Por otra parte, con el empacho que nos estamos dando de Tailandia y viendo el edificante panorama que hay allí en las cárceles, me ha venido a la mente nuestra Cuestecilla de la Cárcel.Se le llama Cuestecilla por ser una auténtica Cuesta a pesar de terminar en –illa, y se le añade Cárcel porquesirvió también de recogida de presos. Lo atestigua todavía un ventanuco redondo que le daba ventilación a los pobres calabozos del Ayuntamiento.
Este loco vivió su tierna infancia subiendo por ese lateral exterior del edificio y sintiendo en sus dedos el tacto cortante de la piedra ostionera que iba ascendiendo hasta llevarme a su máxima y peligrosa altura.
Con los dedos me aferraba entonces a la cornisa buscando que allí quedaran grabadas mis huellas y mis recuerdos. Se le quedó el nombre de Cuestecilla de la Cárcel, aunque allí ya no hay presos, porque seguramente los chorizos se fueron a ejercer a sitios más alejados del peligro.

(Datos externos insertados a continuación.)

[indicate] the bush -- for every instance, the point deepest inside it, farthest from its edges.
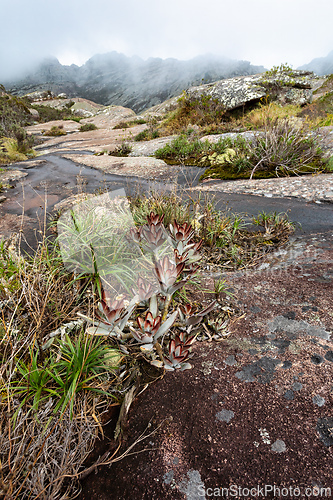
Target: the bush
(202, 111)
(87, 126)
(182, 149)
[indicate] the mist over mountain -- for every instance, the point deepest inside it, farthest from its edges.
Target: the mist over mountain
(114, 78)
(320, 65)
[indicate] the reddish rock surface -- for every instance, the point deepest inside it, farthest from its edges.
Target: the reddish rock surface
(255, 410)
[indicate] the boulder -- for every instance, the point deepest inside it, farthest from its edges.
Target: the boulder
(110, 116)
(287, 87)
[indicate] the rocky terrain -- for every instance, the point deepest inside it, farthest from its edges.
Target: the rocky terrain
(256, 409)
(320, 65)
(131, 82)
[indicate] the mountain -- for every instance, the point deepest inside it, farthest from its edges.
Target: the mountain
(132, 82)
(320, 65)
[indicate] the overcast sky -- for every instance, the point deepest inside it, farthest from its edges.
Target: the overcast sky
(264, 32)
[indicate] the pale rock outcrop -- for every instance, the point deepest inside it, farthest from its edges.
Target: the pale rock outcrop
(287, 87)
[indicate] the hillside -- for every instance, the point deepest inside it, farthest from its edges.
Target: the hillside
(131, 82)
(320, 65)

Ahora resulta que, a pesar de que se están arreglando en La Isla muchas calles, por lo visto no hay dinero para nivelar un poquito nuestra Cuestecilla de la Cárcel y quitarle la pendiente. Las mesas que los restaurantes no hace mucho han puesto en la calle están tan inclinadas, que, cuando llego a la lavandería del manicomio, me preguntan que dónde coño he comido, que llevo lamparones y pringue para regalar.

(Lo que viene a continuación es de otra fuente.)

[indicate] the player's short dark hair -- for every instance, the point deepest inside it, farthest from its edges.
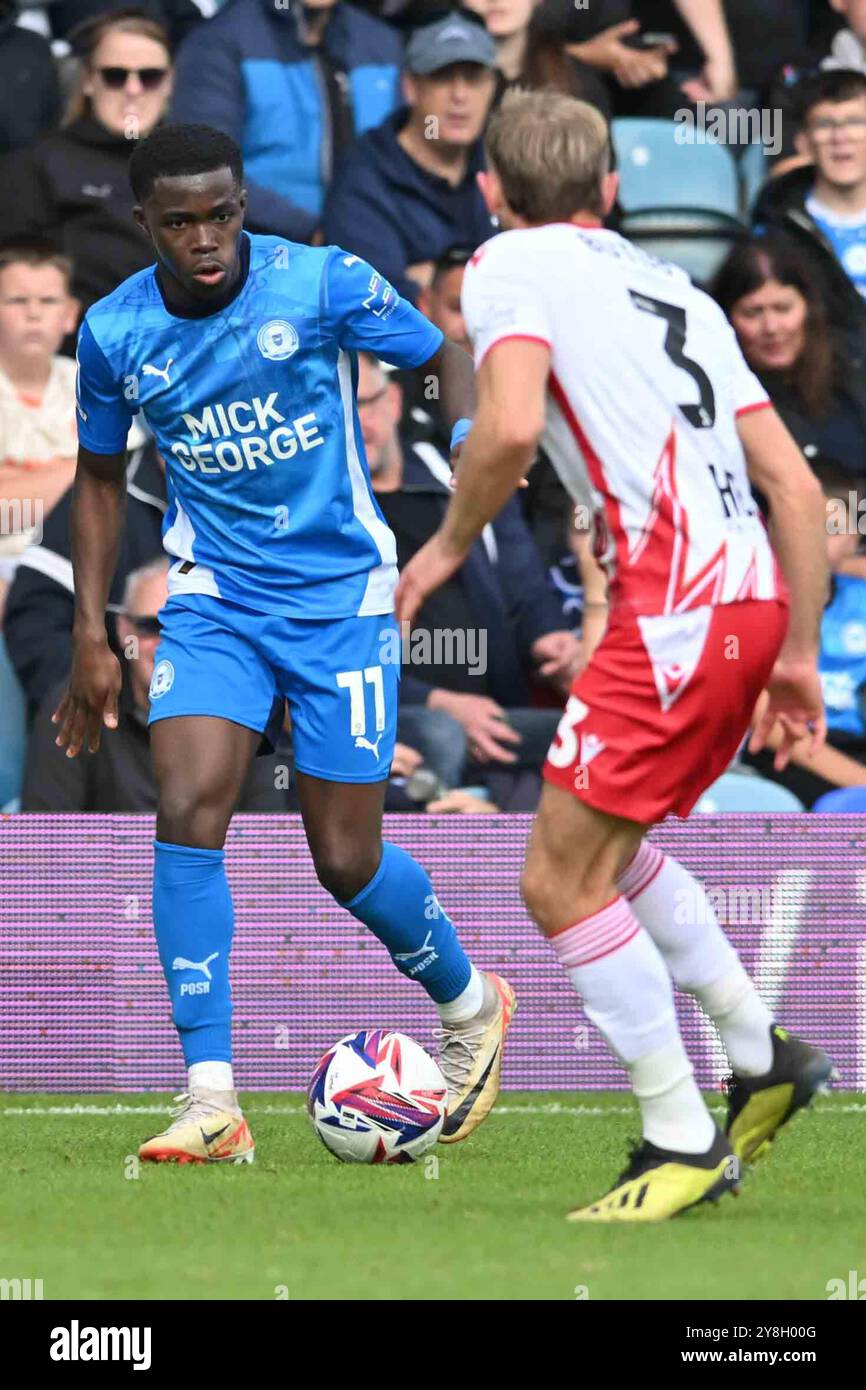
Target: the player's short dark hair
(177, 150)
(838, 85)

Pero en aquellos tiempos no tan lejanosla Cuestecilla de la Cárcel era un cúmulo de vivencias y olores. Bajaba por ella el aroma de los tenderetes de aceitunas pegados a la Plaza, el trasiego de la gente que llegaba o venía del Mercado, el olor a plato y vaso de Rosario, la de la Loza, y el menudo de Nanai. Luego, aquel mundo tiraba hacia abajo ante el jolgorio de los gorriones que cantaban invisibles en la arboleda de la Plaza del Rey. Todo ello se completaba con el humo calentito del café, con la fritura de los churros y con el yodo saludable que soltaban los camarones y las miñocas en la esquinita del 44. Mientras, el levante se aliaba con algunos jubilados sátiros y les facilitaba la tarea de verles las piernas a las señoras.

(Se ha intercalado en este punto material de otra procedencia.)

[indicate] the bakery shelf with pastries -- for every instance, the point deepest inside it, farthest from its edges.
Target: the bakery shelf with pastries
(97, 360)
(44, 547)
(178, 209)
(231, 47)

Hay cañaíllas que viven fuera (como mi amigo Pepe), y, cuandoquiere explicar cuál la esencia de La Isla, dice que es sin duda la Cuestecilla de la Cárcel, cambiante pero eterna, y de la que es muy fácil enamorarse. No me extraña lo que dice la canción: “Cómo han pasado los años, cómo cambiaron las cosas. Y aquí estamos lado a lado como dos enamorados, como la primera vez…”
Bueno, no tan al lado, porque yo sigo encerrado en este manicomio y parece que hay gente fuera más tocada todavía que yo en Sydney, en Tailandia y en La Isla.